Edited by Steve Prygoda

Preface

Steve Prygoda

Tenzone was a highly optimistic attempt to bring free poetry, writing, and art to the masses and publish unknown writers not for money or fame but, well, the hell of it. Tenzone existed in the ’90s around New England and its high water mark was the issue with John Wieners. Wiener’s work was introduced to Tenzone founder Steve Prygoda as an undergrad at UMass by Bill Wellington, with whom Steve became friends with at the campus library. Wellington was well on in years and lived a fascinating life as a jazz horn session man and backed all the greats when they came though Boston — Billie Holliday and Charlie Parker, to name a couple. Steve and Bill became good friends and passed many evenings listening to Bill’s fascinating stories. As was customary at the time, writers like Wieners and musicians like Wellington ran in packs, and Wellington’s fond friendship with Wieners (who at the time was writing The Hotel Wentley Poems) produced “A Poem For Bill Wellington,” which he was kind enough to share. The poem was reprinted in Tenzone #2 as a front piece to the Wieners interview, conducted by Tenzone staffer and New Bedford poet Lew Hammond Stone. Stone and Prygoda, along with Tenzone cofounder Jonathan Maxwell and Stone Soup spirit guide Jack Powers, conducted the meeting with Wieners at Jack’s apartment on Joy Street. The rest of the story unfolds in the interview itself and while the words are verbatim, the night is blurred by a high quantity of cheap beer consumed by all involved.

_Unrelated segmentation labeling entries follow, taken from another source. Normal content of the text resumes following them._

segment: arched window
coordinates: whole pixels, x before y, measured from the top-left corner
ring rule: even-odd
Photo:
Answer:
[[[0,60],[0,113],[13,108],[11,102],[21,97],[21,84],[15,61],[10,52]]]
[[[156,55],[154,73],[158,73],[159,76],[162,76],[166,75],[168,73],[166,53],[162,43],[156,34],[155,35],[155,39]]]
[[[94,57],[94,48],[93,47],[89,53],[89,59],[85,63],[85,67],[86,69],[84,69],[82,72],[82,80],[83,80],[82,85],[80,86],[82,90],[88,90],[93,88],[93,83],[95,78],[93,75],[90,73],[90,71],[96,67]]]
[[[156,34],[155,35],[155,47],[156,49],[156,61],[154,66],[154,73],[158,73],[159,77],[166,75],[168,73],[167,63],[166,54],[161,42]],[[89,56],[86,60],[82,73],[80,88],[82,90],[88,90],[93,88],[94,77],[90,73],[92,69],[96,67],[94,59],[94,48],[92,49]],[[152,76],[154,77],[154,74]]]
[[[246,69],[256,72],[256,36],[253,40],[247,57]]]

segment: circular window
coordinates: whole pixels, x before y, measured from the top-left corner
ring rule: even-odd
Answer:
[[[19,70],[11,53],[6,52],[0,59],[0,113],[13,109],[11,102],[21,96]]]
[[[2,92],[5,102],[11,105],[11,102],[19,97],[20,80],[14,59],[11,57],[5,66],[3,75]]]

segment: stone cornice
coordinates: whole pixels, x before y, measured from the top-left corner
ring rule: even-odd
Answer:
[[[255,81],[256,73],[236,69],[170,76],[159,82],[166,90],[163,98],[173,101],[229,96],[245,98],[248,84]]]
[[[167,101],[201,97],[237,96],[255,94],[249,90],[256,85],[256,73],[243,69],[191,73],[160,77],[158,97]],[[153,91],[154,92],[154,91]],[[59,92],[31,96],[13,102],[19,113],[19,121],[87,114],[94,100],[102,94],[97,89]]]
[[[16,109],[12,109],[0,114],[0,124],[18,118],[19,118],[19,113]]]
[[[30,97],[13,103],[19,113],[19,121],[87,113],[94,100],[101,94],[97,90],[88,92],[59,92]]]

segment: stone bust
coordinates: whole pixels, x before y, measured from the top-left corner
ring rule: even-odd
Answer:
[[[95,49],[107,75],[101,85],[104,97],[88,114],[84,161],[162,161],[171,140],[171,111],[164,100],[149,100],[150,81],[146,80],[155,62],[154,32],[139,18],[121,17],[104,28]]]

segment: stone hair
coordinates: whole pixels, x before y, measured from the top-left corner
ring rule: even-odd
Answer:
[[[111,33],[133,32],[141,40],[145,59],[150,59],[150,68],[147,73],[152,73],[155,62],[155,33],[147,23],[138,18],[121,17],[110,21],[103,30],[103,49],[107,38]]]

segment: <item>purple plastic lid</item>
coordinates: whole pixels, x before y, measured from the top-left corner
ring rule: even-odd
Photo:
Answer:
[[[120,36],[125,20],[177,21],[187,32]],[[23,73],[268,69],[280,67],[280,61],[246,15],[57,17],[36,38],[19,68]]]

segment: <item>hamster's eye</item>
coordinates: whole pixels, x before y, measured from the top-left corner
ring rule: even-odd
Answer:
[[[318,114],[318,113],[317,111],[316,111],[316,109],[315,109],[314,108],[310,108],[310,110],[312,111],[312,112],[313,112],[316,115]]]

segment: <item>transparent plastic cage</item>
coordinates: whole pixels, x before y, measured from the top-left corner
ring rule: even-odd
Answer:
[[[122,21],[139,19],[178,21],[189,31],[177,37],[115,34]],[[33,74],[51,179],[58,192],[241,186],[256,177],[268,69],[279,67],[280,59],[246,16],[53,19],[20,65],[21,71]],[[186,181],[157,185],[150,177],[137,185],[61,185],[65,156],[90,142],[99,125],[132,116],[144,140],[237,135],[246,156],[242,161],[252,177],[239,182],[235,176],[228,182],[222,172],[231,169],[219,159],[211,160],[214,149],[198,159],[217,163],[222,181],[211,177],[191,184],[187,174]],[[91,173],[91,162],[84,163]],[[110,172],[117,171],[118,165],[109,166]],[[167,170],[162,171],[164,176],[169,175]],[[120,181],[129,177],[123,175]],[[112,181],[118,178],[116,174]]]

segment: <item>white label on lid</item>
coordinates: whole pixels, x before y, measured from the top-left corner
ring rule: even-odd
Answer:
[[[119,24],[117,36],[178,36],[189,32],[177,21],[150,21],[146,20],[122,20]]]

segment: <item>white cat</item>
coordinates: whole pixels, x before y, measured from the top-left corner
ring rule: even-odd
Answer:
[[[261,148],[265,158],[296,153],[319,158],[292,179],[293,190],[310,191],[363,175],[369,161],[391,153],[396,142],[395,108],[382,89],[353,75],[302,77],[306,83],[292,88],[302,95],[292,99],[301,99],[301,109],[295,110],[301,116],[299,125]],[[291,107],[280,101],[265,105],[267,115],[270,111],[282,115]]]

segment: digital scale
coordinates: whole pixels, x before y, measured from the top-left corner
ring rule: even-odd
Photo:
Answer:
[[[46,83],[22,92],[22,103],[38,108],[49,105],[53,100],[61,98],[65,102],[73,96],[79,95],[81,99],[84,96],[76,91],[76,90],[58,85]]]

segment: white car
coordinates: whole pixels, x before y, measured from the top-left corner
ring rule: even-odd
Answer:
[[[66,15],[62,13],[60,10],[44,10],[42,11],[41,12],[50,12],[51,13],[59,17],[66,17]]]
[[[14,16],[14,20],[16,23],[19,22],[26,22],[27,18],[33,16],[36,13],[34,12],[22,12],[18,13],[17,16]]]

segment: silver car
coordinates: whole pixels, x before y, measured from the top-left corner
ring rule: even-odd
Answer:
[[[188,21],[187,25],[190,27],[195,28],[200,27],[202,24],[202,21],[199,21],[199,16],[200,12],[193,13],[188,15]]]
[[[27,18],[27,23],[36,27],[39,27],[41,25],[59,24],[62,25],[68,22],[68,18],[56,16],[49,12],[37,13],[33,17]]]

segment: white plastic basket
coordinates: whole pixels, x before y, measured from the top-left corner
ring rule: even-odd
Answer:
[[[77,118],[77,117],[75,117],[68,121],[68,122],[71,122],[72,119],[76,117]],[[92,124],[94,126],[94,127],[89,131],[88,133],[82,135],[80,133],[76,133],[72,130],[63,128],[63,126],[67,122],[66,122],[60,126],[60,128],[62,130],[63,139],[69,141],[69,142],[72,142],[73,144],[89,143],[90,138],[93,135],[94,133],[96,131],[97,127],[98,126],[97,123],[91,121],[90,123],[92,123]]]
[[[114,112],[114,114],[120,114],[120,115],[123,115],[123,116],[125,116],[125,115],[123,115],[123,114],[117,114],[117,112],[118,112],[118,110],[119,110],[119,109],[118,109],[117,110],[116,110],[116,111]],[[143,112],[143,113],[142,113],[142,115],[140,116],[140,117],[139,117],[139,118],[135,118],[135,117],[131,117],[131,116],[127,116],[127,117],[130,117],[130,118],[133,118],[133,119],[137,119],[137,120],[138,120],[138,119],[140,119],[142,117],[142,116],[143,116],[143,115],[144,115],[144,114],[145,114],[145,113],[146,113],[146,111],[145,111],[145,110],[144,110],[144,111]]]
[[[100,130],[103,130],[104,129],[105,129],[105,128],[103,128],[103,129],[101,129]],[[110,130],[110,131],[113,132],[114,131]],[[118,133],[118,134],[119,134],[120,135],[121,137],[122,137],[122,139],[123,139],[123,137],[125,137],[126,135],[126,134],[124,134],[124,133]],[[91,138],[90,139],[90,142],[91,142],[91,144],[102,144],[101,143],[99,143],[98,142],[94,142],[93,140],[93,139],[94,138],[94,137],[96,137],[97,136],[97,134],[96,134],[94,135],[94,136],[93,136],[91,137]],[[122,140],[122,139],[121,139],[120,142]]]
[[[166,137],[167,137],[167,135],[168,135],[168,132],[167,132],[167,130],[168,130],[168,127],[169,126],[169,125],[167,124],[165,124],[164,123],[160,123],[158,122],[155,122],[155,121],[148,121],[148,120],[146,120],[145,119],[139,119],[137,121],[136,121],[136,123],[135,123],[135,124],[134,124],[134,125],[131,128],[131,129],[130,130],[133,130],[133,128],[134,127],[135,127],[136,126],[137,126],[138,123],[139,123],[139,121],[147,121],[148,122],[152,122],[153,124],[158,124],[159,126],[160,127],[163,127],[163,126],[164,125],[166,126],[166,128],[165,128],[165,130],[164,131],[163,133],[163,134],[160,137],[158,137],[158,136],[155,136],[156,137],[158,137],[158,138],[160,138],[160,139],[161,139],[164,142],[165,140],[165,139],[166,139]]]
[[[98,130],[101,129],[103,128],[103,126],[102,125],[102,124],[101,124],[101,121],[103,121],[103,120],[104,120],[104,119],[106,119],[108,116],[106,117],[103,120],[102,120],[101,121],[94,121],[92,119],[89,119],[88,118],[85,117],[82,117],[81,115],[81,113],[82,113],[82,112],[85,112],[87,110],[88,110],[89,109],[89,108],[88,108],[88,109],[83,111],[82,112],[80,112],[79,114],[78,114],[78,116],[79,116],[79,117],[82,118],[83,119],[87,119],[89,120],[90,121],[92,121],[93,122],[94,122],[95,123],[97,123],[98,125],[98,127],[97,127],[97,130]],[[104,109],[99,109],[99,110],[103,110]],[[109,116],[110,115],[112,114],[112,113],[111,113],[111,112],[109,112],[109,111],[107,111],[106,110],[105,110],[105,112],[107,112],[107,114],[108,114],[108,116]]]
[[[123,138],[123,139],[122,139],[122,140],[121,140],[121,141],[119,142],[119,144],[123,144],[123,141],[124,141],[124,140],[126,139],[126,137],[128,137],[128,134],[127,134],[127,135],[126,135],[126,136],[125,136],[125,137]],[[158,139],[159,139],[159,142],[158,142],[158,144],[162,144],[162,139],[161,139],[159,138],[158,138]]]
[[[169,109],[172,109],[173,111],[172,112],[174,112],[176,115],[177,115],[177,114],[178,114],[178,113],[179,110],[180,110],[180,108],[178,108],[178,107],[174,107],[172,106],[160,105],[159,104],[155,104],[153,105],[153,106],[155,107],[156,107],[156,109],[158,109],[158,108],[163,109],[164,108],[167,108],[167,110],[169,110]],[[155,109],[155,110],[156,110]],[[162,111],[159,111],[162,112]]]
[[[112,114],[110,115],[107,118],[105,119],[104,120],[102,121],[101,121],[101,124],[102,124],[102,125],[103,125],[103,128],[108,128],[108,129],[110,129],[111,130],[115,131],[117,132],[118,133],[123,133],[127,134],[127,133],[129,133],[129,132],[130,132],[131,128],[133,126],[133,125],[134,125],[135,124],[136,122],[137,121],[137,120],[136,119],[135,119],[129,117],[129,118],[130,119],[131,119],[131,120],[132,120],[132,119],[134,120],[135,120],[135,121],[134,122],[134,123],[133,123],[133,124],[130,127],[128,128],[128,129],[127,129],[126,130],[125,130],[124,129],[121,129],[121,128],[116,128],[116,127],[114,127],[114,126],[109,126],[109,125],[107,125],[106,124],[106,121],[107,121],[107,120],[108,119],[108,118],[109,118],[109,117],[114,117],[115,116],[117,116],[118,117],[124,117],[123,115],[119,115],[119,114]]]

Tenzone disbanded one issue later, and Stone moved on to conduct a series of successful readings at the Roche-Duff Jones House in New Bedford, and as with Wieners and Powers, has since passed away. Maxwell dissipated into the Florida sunshine and Prygoda has remained in the Boston area and by day is a corporate slag, but by night is one-third of the high-energy, low-frills indie rock outfit called my own worst enemy. Since 2000, they have self-released their own records in addition to regularly playing the area clubs not for money or fame but for, well, the hell of it.